Cumhurbaşkanlığı için koca bir beş yıl… Bu kadar süre ile ilgili olarak hükümetin hem zorlukları ve hem de fırsat veya şansı var. Bu zorluklara ve fırsatlara bir bakalım.

 Hükümetin zorlukları…

- Geride kalan 21 yılın ve Cumhurbaşkanlığı Hükümet Sistemi’ne girilen 2018 sonrasının yaşanmışlıkları. Çeşitli siyasi, ekonomik, finansal, sosyal nitelikli zorluklar.

- 2020 yılının başından 2021 yılının sonuna kadar en az 2 yıl süreyle kesintisiz devam eden Covid-19 salgınının çok ağır faturası.

- Rusya-Ukrayna savaşının Karadeniz ülkelerine, Türkiye’ye ve tüm dünyaya yansıyan ve halen devam eden siyasi, ekonomik ve diplomatik sıkıntıları…

- Nihayet 6 Şubat tarihinde yaşanan ve 11 ilimizi adeta yerle bir eden Kahramanmaraş merkezli deprem felaketinin ağır yıkıntıları…

- 14 Mayıs Cumhurbaşkanlığı seçimlerinin yoğun stresi. Oldukça çetin geçen bir kampanya dönemi…

- Yine 14 Mayıs seçimleri sırasında adayların ortaya koydukları vaat yağmuru. Şimdi siyasi, ekonomik, finansal, sosyal boyutlu bu vaatlerin yerine getirilme zamanı…

- Mart 2024’de yapılacak olan yerel yönetim seçimleri. Özellikle Cumhur İttifakı’nın içine dert olan, başta İstanbul olmak üzere, büyük şehirlerin kaybedilmesi… Açıkçası hükümetin bir rövanş mücadelesi…
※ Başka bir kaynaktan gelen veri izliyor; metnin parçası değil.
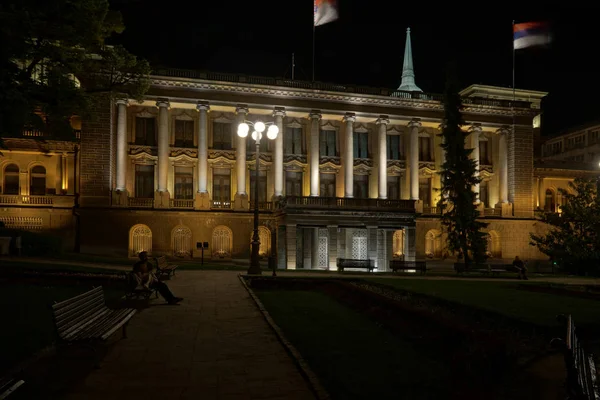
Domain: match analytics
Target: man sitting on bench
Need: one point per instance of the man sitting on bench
(143, 273)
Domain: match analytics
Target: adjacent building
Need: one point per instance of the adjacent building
(353, 172)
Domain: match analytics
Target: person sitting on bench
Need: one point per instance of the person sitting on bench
(142, 270)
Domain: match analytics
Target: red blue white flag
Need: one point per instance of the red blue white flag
(325, 11)
(530, 34)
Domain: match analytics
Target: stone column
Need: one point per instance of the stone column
(240, 201)
(279, 114)
(121, 145)
(503, 167)
(475, 132)
(414, 126)
(349, 119)
(161, 197)
(382, 122)
(315, 117)
(202, 197)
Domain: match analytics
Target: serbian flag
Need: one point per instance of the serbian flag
(325, 11)
(530, 34)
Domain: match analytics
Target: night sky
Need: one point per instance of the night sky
(365, 46)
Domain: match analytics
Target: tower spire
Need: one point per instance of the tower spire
(408, 72)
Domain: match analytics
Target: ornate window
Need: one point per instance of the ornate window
(398, 244)
(394, 187)
(184, 183)
(359, 244)
(293, 183)
(293, 140)
(361, 186)
(184, 133)
(327, 185)
(323, 250)
(433, 244)
(264, 235)
(394, 150)
(11, 179)
(181, 241)
(222, 136)
(327, 145)
(145, 131)
(140, 239)
(37, 181)
(361, 145)
(144, 181)
(222, 242)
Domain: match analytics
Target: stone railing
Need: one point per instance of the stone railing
(53, 201)
(342, 203)
(330, 87)
(182, 203)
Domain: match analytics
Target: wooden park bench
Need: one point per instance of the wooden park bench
(8, 386)
(85, 318)
(135, 292)
(401, 265)
(163, 268)
(342, 263)
(582, 382)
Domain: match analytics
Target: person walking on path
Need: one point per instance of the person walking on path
(144, 276)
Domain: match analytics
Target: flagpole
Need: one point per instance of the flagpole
(313, 50)
(514, 89)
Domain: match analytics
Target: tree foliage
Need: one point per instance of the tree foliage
(573, 240)
(55, 63)
(459, 211)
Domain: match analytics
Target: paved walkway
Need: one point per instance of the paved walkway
(214, 345)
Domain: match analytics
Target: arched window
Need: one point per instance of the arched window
(11, 179)
(222, 239)
(398, 244)
(37, 181)
(182, 241)
(140, 239)
(550, 203)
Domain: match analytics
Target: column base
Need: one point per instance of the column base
(419, 206)
(202, 201)
(162, 199)
(240, 202)
(120, 198)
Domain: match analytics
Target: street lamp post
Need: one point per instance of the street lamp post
(272, 132)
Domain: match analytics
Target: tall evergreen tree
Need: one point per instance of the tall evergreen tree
(573, 240)
(457, 201)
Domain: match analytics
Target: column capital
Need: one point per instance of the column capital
(315, 114)
(504, 130)
(279, 112)
(241, 109)
(202, 106)
(383, 120)
(163, 103)
(349, 117)
(475, 128)
(415, 123)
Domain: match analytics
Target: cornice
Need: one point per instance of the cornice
(422, 102)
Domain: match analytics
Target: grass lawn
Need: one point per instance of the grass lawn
(26, 309)
(504, 298)
(353, 357)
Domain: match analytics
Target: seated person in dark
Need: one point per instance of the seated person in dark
(142, 270)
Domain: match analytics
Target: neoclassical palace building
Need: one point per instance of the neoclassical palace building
(353, 172)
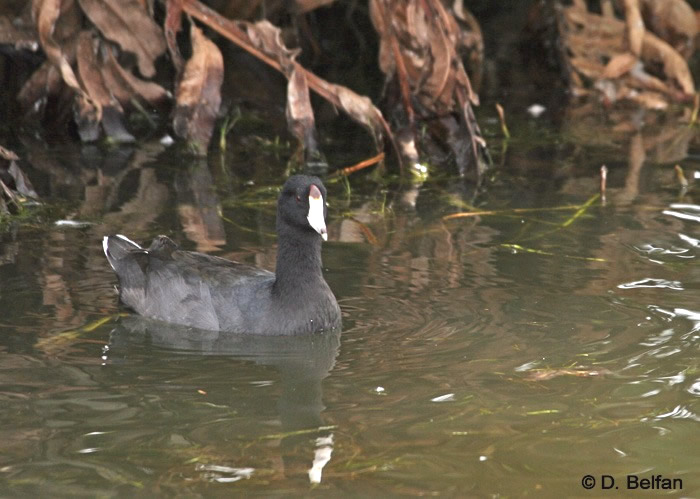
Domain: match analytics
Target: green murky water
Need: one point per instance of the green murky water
(506, 354)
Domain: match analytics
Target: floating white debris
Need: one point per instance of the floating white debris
(212, 471)
(324, 449)
(167, 140)
(72, 223)
(653, 283)
(536, 110)
(89, 450)
(448, 397)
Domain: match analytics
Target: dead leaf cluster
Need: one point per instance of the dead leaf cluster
(421, 50)
(640, 58)
(14, 184)
(104, 60)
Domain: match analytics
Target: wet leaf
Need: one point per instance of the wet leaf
(263, 41)
(126, 86)
(634, 26)
(303, 6)
(674, 66)
(128, 23)
(90, 71)
(300, 115)
(619, 65)
(419, 42)
(673, 21)
(173, 25)
(198, 95)
(46, 14)
(21, 38)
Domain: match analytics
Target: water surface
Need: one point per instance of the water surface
(505, 354)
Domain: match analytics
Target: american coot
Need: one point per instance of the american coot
(208, 292)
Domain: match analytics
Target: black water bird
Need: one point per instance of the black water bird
(207, 292)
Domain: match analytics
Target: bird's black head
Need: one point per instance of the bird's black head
(302, 205)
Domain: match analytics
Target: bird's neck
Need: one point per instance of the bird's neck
(298, 267)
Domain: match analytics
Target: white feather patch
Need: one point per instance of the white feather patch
(124, 238)
(315, 216)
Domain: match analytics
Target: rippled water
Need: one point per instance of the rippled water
(510, 353)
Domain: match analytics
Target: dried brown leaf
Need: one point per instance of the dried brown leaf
(304, 6)
(634, 26)
(90, 72)
(267, 38)
(198, 95)
(368, 115)
(46, 14)
(173, 25)
(675, 67)
(128, 23)
(46, 80)
(20, 38)
(126, 86)
(91, 69)
(300, 115)
(673, 21)
(619, 65)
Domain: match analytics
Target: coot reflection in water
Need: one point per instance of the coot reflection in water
(302, 363)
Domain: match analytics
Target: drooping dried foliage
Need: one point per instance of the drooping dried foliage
(420, 52)
(638, 54)
(106, 59)
(14, 184)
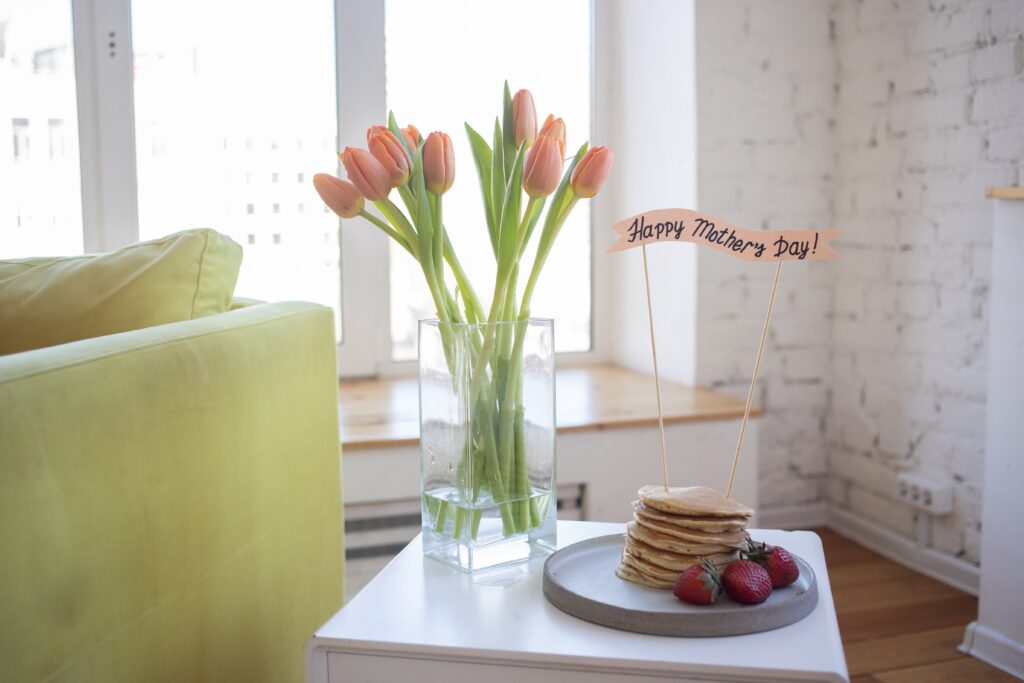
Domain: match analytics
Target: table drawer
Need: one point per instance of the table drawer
(350, 668)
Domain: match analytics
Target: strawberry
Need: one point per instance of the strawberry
(777, 560)
(699, 585)
(747, 582)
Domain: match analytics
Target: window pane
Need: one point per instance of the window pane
(40, 190)
(445, 66)
(235, 109)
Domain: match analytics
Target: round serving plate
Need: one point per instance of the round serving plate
(581, 581)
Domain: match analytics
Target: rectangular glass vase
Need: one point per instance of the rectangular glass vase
(487, 441)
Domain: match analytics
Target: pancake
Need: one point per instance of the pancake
(648, 568)
(631, 574)
(686, 521)
(673, 544)
(674, 561)
(692, 501)
(733, 539)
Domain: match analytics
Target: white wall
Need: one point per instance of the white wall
(652, 123)
(886, 120)
(765, 109)
(929, 111)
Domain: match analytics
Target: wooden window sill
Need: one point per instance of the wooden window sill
(381, 413)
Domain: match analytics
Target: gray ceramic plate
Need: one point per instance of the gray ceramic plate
(581, 580)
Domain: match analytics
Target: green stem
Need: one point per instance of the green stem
(387, 230)
(501, 291)
(401, 224)
(438, 240)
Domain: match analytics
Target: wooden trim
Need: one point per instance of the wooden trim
(384, 413)
(1005, 193)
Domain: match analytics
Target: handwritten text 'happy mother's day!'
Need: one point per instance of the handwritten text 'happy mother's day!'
(695, 227)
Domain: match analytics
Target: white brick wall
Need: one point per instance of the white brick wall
(885, 119)
(929, 111)
(765, 112)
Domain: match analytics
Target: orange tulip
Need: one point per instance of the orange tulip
(543, 167)
(523, 118)
(368, 174)
(591, 172)
(391, 154)
(340, 196)
(412, 136)
(555, 128)
(438, 163)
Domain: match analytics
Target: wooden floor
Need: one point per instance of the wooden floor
(899, 626)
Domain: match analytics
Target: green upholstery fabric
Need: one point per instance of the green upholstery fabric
(170, 504)
(49, 301)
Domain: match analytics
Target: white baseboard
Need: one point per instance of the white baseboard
(805, 516)
(940, 566)
(992, 647)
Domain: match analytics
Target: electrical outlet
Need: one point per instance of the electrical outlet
(926, 492)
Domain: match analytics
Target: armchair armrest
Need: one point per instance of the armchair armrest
(170, 507)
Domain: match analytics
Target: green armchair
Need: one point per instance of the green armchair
(170, 501)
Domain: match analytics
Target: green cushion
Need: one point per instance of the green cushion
(49, 301)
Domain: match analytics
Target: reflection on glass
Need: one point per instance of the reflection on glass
(444, 67)
(235, 109)
(40, 185)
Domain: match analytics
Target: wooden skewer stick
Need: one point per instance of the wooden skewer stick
(754, 380)
(657, 381)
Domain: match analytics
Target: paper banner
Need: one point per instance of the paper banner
(700, 228)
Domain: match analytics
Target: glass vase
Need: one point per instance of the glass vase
(487, 441)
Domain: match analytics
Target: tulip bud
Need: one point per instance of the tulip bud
(438, 163)
(391, 154)
(591, 172)
(340, 196)
(543, 167)
(523, 118)
(412, 136)
(368, 174)
(555, 128)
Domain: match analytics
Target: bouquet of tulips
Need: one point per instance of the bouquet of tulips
(523, 185)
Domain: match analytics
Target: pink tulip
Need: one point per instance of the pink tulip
(523, 118)
(391, 154)
(340, 196)
(543, 167)
(555, 128)
(438, 163)
(368, 174)
(412, 136)
(591, 172)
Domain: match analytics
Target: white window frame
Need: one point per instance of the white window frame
(102, 40)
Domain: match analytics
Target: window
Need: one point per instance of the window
(193, 117)
(40, 200)
(222, 110)
(467, 88)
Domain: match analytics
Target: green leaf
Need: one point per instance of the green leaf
(498, 178)
(482, 157)
(510, 214)
(508, 123)
(532, 223)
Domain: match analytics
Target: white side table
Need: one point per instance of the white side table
(419, 621)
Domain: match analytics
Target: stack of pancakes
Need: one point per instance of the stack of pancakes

- Özellikle batı dünyasının Türkiye’yi yalnızlaştırma hamleleri.

- Son 3 yıla damgasını vuran ve “Türkiye Ekonomi Modeli” olarak adlandırılan teoriden ve hatta pratikten uzak ekonomi politikalarını uygulama çabaları. Hazine, BDDK ve Merkez Bankası yönetimlerinin bütüncül politikadan uzak günlük politikaları.
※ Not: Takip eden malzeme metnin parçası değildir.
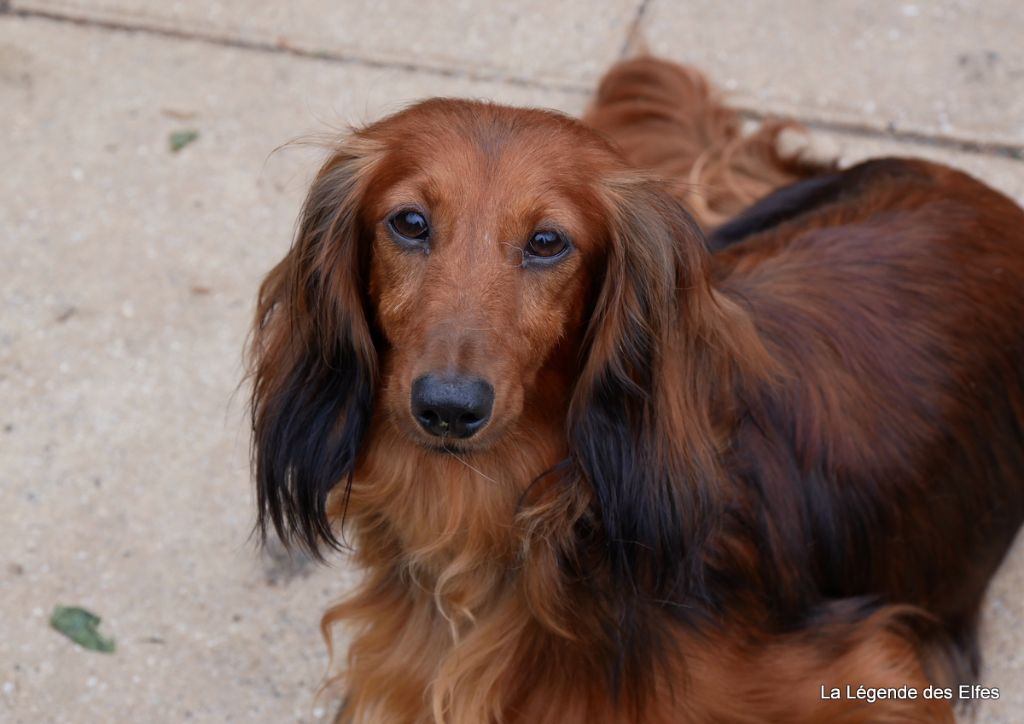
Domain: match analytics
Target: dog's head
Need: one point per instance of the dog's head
(464, 272)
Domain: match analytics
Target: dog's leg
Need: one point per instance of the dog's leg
(667, 119)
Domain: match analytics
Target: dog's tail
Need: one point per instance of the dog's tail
(668, 120)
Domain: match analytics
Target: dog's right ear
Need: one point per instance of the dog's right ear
(312, 357)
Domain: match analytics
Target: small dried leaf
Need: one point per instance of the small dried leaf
(80, 626)
(179, 139)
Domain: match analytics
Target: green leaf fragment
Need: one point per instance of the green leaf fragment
(80, 626)
(179, 139)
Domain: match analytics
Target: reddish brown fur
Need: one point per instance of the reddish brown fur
(712, 483)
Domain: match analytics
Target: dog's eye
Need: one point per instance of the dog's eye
(411, 225)
(547, 245)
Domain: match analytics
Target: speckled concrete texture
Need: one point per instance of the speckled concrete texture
(128, 273)
(942, 68)
(527, 40)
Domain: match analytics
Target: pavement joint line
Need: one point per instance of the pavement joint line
(326, 55)
(633, 36)
(948, 142)
(969, 145)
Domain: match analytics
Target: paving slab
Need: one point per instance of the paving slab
(947, 68)
(127, 278)
(531, 40)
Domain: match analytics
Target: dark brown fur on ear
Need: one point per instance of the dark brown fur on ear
(647, 417)
(313, 360)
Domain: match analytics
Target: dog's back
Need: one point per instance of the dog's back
(905, 451)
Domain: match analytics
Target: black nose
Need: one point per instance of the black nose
(452, 407)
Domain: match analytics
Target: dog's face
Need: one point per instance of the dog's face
(481, 240)
(472, 280)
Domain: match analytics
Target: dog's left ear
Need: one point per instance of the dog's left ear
(313, 357)
(628, 420)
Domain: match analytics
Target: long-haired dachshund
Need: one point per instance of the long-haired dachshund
(599, 465)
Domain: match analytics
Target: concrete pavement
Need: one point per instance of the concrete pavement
(127, 274)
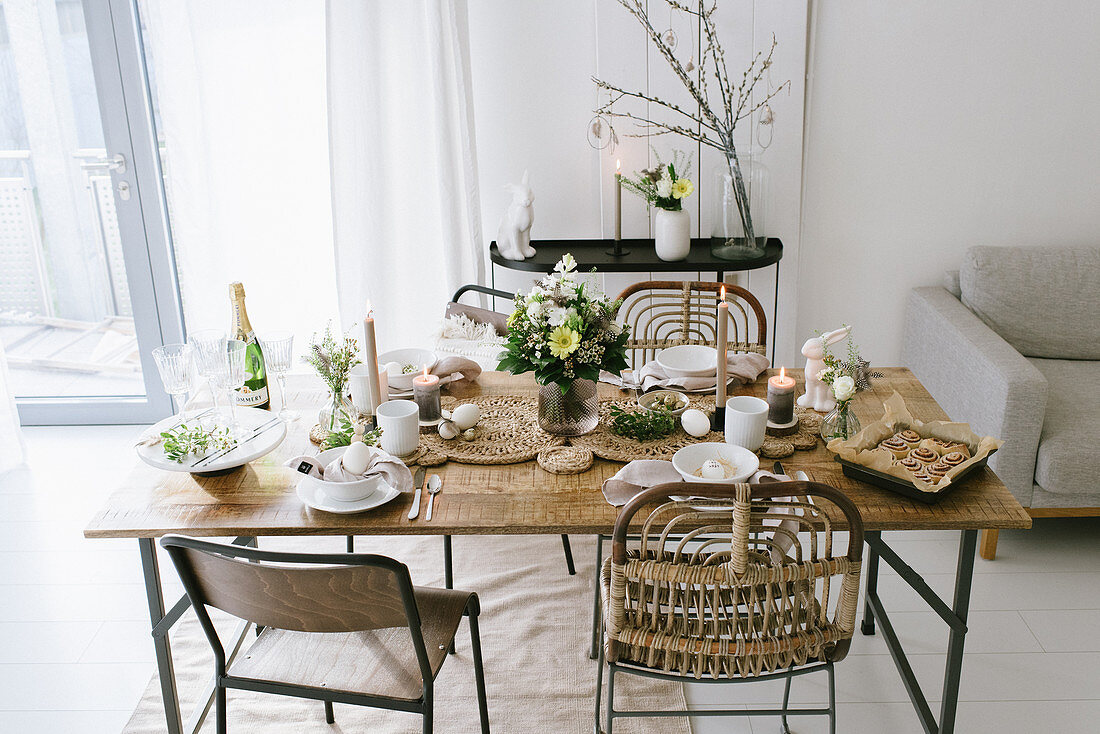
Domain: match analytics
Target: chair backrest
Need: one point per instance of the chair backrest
(735, 580)
(303, 592)
(663, 314)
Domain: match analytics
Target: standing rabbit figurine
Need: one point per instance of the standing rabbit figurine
(818, 396)
(514, 237)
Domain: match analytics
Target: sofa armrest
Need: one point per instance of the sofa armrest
(978, 378)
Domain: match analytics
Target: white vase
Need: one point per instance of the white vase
(672, 234)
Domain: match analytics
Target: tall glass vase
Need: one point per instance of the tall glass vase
(739, 205)
(572, 413)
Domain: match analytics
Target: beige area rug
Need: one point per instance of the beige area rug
(535, 626)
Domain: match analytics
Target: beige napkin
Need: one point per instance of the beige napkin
(740, 369)
(395, 473)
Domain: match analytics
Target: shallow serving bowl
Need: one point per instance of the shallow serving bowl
(690, 459)
(398, 360)
(689, 361)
 Hükümetin fırsat veya şansları…

- Öncelikle Cumhurbaşkanı Recep Tayip Erdoğan’ın ikinci kez seçilmesi sonrası kamuoyuna yaptığı tüm kesimleri kavrayıcı ve kucaklayıcı mesajları bir fırsat olarak değerlendiriliyor. Elbette bunun sonuçlarını zaman gösterecek.

- Ekonomi yönetimine getirilen Bakanlar memnuniyetle karşılandı. Özellikle Hazine ve Maliye Bakanlığı’na Mehmet Şimşek’in atanması uluslararası finans çevreleri için çok iyi bir mesaj oldu.
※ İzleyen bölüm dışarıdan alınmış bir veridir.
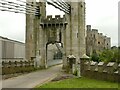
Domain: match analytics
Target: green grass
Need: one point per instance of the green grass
(80, 83)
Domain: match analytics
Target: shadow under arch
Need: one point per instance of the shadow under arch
(54, 43)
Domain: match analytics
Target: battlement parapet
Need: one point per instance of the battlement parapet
(57, 20)
(95, 30)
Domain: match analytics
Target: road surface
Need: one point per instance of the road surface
(32, 79)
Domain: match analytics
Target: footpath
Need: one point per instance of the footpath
(32, 79)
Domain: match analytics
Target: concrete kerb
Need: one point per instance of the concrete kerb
(47, 80)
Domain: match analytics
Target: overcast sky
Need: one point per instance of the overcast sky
(101, 14)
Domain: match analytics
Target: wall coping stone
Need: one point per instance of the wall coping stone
(93, 63)
(110, 64)
(100, 63)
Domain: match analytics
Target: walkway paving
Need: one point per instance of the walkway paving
(32, 79)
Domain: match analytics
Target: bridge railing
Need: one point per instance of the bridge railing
(103, 71)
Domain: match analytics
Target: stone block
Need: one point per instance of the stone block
(111, 67)
(101, 66)
(87, 65)
(119, 69)
(93, 66)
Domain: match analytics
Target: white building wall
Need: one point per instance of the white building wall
(19, 50)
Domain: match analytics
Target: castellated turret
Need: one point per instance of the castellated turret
(96, 41)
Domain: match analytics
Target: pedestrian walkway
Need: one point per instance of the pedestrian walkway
(32, 79)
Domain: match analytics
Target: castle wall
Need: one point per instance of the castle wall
(96, 41)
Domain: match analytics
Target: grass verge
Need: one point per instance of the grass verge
(80, 83)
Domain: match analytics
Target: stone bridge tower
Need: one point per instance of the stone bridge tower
(73, 35)
(75, 31)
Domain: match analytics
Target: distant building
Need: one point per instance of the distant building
(96, 41)
(11, 49)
- Özellikle ekonominin dibe vurduğu bir noktada yeni bir yönetime kavuşması zaten bir fırsat olarak kendini gösteriyor. Yani döviz, faiz ve enflasyon denkleminin birbirinden koptuğu bir noktada yeni yönetimin bu gariplikleri ortadan kaldıracağı bekleniyor.

- Şimdi sıra ekonomi bürokrasisindeki tepe isimlerin değişiminde…

- Bakanların genelde konularının uzmanı olmaları ve başarılı geçmişe sahip bulunmaları da çok önemli bir fırsat olarak kabul ediliyor.

- Ekonomi ile birlikte hukuk sisteminde yapılacak iyileştirmeler de bir fırsat olarak algılanıyor. Açıkçası hukukun güçlendirilmesi ve adaletin sağlam hale getirilmesi bekleniyor.

Sonuç itibariyle şunu söyleyebiliriz. Ekonominin rayına oturtulması için yeni bir fırsat doğmuş görünüyor. Cumhuriyetin 100. yılında bu fırsatın kaçırılmaması gerekiyor.